McClinton became the first female House Speaker in Pennsylvania history with her election on Tuesday on a party line vote.

“It was almost 250 years before a woman could stand at this desk, not just to give a prayer, but to get the gavel,” McClinton said after being sworn in. “That’s pretty incredible.”

McClinton, 40, a state lawmaker since 2015, grew up in southwest Philadelphia, where she still lives, and attended La Salle University and Villanova Law School. She has worked as a public defender and a state Senate attorney. She had been the Democratic floor leader since 2020, and was also the first woman to hold that position.

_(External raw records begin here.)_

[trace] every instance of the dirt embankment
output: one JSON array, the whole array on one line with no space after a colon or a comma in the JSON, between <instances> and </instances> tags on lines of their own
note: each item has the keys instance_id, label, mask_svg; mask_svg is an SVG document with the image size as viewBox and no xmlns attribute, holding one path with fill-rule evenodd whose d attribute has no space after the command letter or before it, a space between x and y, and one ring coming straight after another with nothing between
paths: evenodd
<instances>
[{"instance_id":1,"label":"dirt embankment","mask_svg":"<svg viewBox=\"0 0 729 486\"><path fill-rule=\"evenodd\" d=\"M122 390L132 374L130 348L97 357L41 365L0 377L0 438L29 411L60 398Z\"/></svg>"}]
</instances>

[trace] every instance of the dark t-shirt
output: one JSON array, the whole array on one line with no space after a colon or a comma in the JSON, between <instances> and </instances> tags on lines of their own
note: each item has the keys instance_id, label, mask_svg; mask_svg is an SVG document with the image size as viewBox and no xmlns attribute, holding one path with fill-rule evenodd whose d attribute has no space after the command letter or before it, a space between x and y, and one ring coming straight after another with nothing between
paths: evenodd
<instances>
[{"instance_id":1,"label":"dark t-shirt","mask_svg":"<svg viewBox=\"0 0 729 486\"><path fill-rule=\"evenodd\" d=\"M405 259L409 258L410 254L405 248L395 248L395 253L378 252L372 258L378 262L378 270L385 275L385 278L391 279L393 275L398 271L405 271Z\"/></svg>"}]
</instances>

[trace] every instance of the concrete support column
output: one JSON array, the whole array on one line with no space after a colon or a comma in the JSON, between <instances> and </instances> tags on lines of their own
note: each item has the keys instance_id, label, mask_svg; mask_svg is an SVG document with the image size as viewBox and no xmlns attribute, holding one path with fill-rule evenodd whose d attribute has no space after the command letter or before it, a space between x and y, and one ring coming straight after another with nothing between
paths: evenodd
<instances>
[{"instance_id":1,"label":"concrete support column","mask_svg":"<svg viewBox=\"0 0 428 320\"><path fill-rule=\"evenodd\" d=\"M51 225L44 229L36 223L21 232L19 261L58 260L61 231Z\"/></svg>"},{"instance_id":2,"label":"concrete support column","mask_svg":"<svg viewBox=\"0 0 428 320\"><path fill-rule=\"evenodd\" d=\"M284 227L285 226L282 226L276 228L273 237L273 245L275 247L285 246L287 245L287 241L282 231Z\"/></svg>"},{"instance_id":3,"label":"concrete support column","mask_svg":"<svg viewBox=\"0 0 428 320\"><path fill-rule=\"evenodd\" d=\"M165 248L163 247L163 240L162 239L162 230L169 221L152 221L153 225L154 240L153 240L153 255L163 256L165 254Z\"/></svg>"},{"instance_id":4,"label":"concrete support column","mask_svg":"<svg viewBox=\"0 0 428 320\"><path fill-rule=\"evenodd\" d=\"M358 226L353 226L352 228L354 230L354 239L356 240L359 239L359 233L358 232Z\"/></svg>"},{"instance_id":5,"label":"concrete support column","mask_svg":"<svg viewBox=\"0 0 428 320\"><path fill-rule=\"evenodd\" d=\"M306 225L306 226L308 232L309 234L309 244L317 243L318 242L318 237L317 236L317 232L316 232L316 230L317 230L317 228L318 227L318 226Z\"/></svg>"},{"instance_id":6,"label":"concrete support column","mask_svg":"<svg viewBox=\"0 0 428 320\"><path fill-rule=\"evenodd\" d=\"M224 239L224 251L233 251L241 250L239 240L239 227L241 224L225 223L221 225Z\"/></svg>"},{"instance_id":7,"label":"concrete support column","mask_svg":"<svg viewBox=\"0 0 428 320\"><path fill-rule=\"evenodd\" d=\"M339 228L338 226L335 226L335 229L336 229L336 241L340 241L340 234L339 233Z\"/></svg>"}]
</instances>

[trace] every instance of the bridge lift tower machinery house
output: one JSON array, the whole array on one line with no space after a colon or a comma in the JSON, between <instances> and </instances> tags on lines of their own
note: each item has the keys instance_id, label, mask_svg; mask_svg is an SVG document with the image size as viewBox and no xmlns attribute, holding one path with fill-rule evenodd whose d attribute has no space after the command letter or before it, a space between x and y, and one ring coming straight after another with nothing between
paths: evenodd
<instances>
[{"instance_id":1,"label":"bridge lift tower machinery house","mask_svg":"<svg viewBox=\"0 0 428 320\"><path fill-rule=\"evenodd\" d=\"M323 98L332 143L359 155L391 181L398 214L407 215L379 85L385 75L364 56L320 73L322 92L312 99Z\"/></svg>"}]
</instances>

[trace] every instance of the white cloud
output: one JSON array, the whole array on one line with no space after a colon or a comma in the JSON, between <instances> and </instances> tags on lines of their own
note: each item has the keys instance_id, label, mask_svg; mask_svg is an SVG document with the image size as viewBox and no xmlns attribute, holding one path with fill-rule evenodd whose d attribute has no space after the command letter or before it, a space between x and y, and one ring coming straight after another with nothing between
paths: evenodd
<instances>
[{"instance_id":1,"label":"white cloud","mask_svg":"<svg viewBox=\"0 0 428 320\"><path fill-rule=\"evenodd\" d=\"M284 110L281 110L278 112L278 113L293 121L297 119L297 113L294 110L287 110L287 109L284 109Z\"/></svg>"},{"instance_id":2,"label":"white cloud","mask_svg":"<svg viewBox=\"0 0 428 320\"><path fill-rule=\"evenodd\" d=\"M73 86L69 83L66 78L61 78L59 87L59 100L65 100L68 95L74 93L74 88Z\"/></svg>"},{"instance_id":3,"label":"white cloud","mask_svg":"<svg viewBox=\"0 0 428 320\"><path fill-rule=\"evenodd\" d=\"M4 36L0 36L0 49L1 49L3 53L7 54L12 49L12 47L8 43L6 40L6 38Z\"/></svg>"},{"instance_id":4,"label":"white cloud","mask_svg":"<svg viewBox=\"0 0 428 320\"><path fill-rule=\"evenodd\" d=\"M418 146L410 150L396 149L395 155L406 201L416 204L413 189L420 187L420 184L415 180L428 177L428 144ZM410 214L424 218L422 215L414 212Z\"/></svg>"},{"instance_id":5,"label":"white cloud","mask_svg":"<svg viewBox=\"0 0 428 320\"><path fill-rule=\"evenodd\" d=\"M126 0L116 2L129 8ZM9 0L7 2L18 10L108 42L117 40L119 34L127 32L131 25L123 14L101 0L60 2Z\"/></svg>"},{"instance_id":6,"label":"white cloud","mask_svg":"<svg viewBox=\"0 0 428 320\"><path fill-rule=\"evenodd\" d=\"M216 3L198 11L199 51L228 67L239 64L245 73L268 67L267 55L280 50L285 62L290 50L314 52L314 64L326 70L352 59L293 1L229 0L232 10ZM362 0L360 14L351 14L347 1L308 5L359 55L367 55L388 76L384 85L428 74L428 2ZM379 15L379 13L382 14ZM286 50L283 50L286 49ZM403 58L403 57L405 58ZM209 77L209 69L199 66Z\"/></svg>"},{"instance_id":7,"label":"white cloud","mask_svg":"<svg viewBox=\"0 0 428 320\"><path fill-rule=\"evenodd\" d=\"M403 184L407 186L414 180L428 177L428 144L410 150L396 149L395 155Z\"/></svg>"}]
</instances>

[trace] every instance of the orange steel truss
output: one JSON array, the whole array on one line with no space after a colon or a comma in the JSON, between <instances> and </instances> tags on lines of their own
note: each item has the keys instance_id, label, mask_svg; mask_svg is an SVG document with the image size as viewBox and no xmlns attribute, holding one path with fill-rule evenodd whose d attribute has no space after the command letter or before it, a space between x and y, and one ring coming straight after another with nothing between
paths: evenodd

“I will not allow the allure of power or the trappings of office to keep me from doing what is right. I was not elected by the people for this office and I will not stand in the way of the woman who was,” Rozzi said in floor remarks. He called McClinton “one of the most intelligent and compassionate women I have met in politics.”

“As a former Speaker of the House, I offer my congratulations to Speaker McClinton and wish her well on this tremendous responsibility,” said Pennsylvania House Republican Leader Bryan Cutler (R-Lancaster). “After several months of gridlock and a state House of Representatives that has not been working for the people, we are in dire need of a reset. I hope my colleagues on the other side of the aisle join us in working to move ahead, open the House, and adopt operating rules for the House that we hope will be reflective of the priorities contained in the already-public House Republican rules draft, especially those pertaining to transparency and sexual harassment protections.”

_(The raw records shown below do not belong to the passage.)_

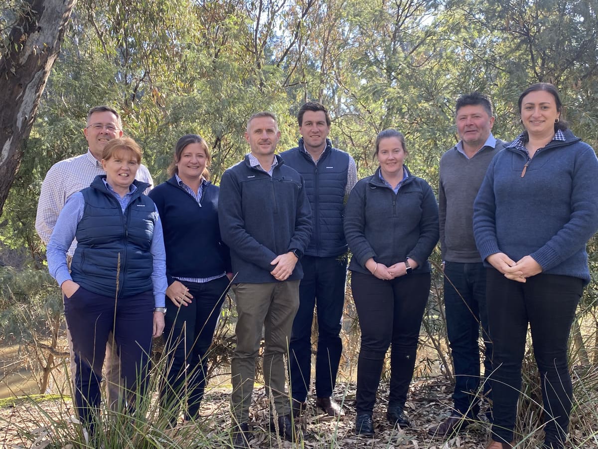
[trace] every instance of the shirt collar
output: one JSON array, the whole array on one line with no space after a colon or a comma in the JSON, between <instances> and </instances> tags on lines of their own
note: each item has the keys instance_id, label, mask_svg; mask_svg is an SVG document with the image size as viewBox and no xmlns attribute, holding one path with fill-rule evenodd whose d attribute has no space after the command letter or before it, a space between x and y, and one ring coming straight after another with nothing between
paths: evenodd
<instances>
[{"instance_id":1,"label":"shirt collar","mask_svg":"<svg viewBox=\"0 0 598 449\"><path fill-rule=\"evenodd\" d=\"M264 167L263 167L261 164L260 163L260 161L258 160L257 157L252 154L251 153L248 153L247 156L249 159L249 165L252 167L260 167L263 170L264 169ZM278 165L278 160L276 159L276 155L272 154L272 157L274 158L274 160L272 162L272 165L270 167L270 171L271 171L272 169Z\"/></svg>"},{"instance_id":2,"label":"shirt collar","mask_svg":"<svg viewBox=\"0 0 598 449\"><path fill-rule=\"evenodd\" d=\"M484 142L484 145L483 145L480 148L479 150L478 150L477 151L475 151L475 153L474 153L474 156L475 156L475 154L477 154L478 153L480 153L480 151L481 151L482 150L482 148L484 148L484 147L490 147L493 150L494 150L496 147L496 138L495 138L493 135L492 135L492 132L490 134L490 135L488 136L488 138L486 139L486 141ZM462 154L464 154L466 157L469 158L469 156L467 156L466 154L465 154L465 150L463 149L463 140L459 141L459 142L457 142L457 144L455 145L455 148L457 148L457 151L459 151Z\"/></svg>"},{"instance_id":3,"label":"shirt collar","mask_svg":"<svg viewBox=\"0 0 598 449\"><path fill-rule=\"evenodd\" d=\"M176 183L179 186L180 186L181 184L184 184L185 186L187 185L186 184L185 184L185 182L182 179L181 179L181 178L179 177L179 174L178 173L175 173L175 177L176 178ZM202 186L205 186L207 183L208 183L208 181L206 180L206 178L204 178L203 175L202 175Z\"/></svg>"},{"instance_id":4,"label":"shirt collar","mask_svg":"<svg viewBox=\"0 0 598 449\"><path fill-rule=\"evenodd\" d=\"M116 193L115 192L114 192L114 189L112 188L112 186L108 184L105 178L102 178L102 180L104 182L104 185L106 186L106 188L109 192L114 192L115 193ZM134 183L131 183L131 185L129 186L129 193L127 193L127 195L131 195L131 193L134 193L136 190L137 190L137 186L136 186Z\"/></svg>"},{"instance_id":5,"label":"shirt collar","mask_svg":"<svg viewBox=\"0 0 598 449\"><path fill-rule=\"evenodd\" d=\"M390 185L386 181L386 180L385 180L384 178L384 177L382 176L382 169L378 170L378 177L380 178L381 180L382 180L382 182L385 183L387 186L390 186ZM409 177L409 174L407 172L407 169L405 168L404 165L403 165L403 178L402 180L401 180L401 182L399 183L399 184L402 184L402 183L404 183L405 181L405 180L406 180L408 177Z\"/></svg>"}]
</instances>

The announcement comes after the House passed a constitutional amendment to open a window for survivors of childhood sexual abuse to file a civil suit against their alleged abuser past the statute of limitation.

The Senate must still pass that legislation. Rozzi, a survivor of childhood sex abuse, had pledged to not move another legislation in the House until the amendment was passed.

“When that temporary majority couldn’t elect a speaker of their own, they attempted to hoodwink the house and elect a member of the other party as speaker and do their bidding for them,” said Rozzi on Tuesday. “What they didn’t count on however was that there are good people in Harrisburg who won’t put self interest over what is right. I was used as a child and it has tormented me my entire life and I will never allow myself to be used again.”

Rozzi was elected as a state representative for the 126th legislative district of Pennsylvania in November 2012, and promised to act as an independent speaker of the house.

The House was in stalemate for several weeks as Rozzi and House leaders worked to pass the sex abuse window legislation. Rozzi led a statewide listening tour and worked to pass the “Rozzi Rules” in the House.

Rozzi said his own rules proposal, developed after holding several public hearings around the state to gather suggestions, will be made public “in the near future.” A woman lobbyist’s account of being sexually harassed by an unnamed House Democrat, told publicly during one of Rozzi’s meetings, is fueling interest in allowing people who don’t work for the Legislature to be able to file formal sexual misconduct complaints with the House.